Association discrimination under the American with Disabilities Act is a lesser-known type of discrimination that has been litigated infrequently in Indiana. However, this type of discrimination is a developing area of the law about which employers and practitioners should be well informed.

The “association” provision of the ADA protects applicants and employees from discrimination based on their relationship or association with an individual with a disability. The ADA prohibits covered employers from “excluding or otherwise denying equal jobs or benefits to a qualified individual because of the known disability of an individual with whom the qualified individual is known to have a relationship or association.” 42 U.S.C. § 12112(b)(4).

In Indiana, there have been few reported cases involving association discrimination. Most 7th Circuit decisions considering association discrimination claims originated in Illinois district courts.

In 2008, Congress enacted the American with Disabilities Act Amendments Act. Since the passage of the ADAAA, the Equal Employment Opportunity Commission and courts have seen a steady rise in the number of disability claims filed. According to the EEOC’s website, in 2007 (one year before enactment of the ADAAA), there were 17,734 EEOC charges of disability filed nationally. In 2011, that number rose to a record high of 25,742. In theory, association discrimination complaints have increased as well.

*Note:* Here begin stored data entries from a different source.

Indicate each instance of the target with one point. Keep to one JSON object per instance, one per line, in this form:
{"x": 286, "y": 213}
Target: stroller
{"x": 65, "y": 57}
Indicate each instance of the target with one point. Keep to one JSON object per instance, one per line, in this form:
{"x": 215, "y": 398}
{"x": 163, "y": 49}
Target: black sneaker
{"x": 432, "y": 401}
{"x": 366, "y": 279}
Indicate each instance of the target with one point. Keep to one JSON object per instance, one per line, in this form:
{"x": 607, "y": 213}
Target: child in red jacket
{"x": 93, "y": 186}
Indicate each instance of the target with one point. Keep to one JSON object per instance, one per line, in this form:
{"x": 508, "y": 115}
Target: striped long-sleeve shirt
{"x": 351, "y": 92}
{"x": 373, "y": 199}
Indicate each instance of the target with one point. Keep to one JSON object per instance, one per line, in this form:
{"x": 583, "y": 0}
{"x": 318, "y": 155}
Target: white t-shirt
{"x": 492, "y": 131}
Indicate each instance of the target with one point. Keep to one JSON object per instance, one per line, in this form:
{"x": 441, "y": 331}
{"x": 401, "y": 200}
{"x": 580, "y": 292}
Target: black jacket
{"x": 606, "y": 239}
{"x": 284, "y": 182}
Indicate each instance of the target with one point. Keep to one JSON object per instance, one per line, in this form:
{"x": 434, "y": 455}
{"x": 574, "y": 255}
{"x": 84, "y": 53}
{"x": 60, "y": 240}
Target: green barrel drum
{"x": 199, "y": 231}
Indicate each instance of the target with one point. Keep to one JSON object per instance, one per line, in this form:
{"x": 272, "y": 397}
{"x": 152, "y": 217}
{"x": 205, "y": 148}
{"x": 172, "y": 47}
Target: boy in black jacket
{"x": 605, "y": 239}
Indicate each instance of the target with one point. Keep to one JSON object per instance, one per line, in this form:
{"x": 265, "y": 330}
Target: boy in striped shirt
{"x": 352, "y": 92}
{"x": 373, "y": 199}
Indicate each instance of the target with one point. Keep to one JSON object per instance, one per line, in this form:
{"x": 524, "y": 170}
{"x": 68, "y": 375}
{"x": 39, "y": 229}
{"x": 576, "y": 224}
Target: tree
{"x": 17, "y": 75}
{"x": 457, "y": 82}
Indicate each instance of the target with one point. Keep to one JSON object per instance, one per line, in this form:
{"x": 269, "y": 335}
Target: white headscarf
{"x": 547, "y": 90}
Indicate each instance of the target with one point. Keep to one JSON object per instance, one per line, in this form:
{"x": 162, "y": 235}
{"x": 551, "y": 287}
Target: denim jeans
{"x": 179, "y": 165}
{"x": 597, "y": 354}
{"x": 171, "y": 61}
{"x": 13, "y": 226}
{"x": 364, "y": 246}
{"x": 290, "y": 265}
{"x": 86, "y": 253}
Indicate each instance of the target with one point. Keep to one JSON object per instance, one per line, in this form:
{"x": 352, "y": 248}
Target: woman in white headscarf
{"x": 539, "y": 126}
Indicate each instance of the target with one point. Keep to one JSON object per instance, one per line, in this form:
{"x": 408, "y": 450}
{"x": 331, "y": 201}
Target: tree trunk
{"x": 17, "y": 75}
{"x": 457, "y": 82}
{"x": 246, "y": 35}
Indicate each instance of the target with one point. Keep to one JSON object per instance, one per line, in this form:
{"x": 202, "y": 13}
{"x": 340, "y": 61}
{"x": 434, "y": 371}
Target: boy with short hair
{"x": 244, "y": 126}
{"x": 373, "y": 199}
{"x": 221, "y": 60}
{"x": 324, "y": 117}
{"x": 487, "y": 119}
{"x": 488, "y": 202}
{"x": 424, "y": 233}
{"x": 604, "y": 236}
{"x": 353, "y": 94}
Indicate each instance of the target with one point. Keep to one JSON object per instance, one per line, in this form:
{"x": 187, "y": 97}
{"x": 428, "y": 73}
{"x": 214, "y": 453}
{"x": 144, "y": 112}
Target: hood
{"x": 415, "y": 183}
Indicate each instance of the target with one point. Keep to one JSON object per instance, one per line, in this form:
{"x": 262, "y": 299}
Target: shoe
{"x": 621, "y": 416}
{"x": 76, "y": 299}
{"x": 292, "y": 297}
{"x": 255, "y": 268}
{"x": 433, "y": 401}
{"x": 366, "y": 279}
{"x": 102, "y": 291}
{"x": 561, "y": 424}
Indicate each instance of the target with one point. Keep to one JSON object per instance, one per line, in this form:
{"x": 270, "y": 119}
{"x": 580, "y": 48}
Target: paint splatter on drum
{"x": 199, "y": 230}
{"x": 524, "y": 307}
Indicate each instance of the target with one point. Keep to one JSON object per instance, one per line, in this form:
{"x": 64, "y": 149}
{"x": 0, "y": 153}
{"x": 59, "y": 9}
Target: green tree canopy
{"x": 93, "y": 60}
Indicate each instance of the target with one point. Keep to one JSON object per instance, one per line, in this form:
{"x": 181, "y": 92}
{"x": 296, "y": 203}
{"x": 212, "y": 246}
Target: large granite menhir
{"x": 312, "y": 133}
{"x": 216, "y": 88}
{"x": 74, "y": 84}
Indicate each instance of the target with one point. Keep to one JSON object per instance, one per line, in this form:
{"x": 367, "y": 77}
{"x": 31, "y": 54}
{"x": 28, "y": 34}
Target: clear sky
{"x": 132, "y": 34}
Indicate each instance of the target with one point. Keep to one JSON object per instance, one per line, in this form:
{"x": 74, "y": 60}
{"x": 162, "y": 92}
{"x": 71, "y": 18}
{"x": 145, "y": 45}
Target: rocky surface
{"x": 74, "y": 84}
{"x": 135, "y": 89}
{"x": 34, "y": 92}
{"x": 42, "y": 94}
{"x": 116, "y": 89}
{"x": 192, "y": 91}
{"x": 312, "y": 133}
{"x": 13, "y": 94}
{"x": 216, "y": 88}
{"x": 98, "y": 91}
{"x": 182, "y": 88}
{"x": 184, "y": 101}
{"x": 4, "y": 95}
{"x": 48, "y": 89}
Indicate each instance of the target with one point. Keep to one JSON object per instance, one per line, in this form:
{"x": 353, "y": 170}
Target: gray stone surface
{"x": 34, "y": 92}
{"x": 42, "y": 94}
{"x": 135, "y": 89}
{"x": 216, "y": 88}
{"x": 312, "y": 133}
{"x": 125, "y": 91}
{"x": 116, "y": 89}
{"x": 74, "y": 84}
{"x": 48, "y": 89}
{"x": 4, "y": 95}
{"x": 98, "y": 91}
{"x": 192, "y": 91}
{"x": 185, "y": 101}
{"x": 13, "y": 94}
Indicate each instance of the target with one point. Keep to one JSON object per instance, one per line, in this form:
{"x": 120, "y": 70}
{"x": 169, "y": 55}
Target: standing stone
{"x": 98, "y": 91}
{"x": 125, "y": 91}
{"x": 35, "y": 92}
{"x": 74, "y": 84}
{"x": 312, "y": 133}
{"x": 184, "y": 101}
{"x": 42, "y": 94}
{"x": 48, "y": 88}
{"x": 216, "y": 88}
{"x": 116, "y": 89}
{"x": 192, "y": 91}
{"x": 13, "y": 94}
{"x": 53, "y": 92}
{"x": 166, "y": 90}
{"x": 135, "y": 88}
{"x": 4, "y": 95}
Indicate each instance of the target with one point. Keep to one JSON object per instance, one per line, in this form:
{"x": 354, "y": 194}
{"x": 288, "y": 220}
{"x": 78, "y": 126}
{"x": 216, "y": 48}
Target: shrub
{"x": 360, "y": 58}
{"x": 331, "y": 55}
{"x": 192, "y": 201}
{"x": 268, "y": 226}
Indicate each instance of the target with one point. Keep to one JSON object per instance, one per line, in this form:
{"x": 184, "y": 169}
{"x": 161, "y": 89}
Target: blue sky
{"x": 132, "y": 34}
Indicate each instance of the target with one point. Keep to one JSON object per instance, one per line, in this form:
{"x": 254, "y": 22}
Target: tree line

Categories of association discrimination

To establish a prima facie case of association discrimination under the ADA, a plaintiff must show the following: (1) the plaintiff was qualified for the job at the time of the adverse employment action; (2) the plaintiff was subjected to an adverse employment action; (3) the plaintiff was known by his employer at the time to have a relative or associate with a disability; and (4) the adverse employment action occurred under circumstances raising a reasonable inference that the disability of the relative or associate was a determining factor in the employer’s decision. See Larimer v. International Business Machines Corp., 370 F.3d 698, 701 (7th Cir. 2004).

The court in Larimer explained that claims for association discrimination typically fall within three categories: expense, disability by association and distraction. The expense category includes situations where an employer terminates an employee whose relative had a disability that would cost the employer because he is covered by the employer’s health plan. The disability-by-association category encompasses situations where an employer terminates an employee whose relative has a disease that the employer fears the employee has or will contract, such as HIV. The distraction category includes situations where an employer terminates an employee who is somewhat inattentive at work because his relative has a disability that requires his attention, yet not so inattentive that to perform to his employer’s satisfaction would require an accommodation.

Expense category

The 7th Circuit discussed disability by association for the first time in Larimer and affirmed summary judgment for the employer in an action brought by a former employee whose wife gave birth to premature twin daughters for claims brought under the ADA and ERISA. The twin daughters were hospitalized for approximately two months, and the employer’s health care plan paid almost $200,000 in hospital expenses. Shortly after the twin daughters went home from the hospital, the former employee was terminated for poor performance.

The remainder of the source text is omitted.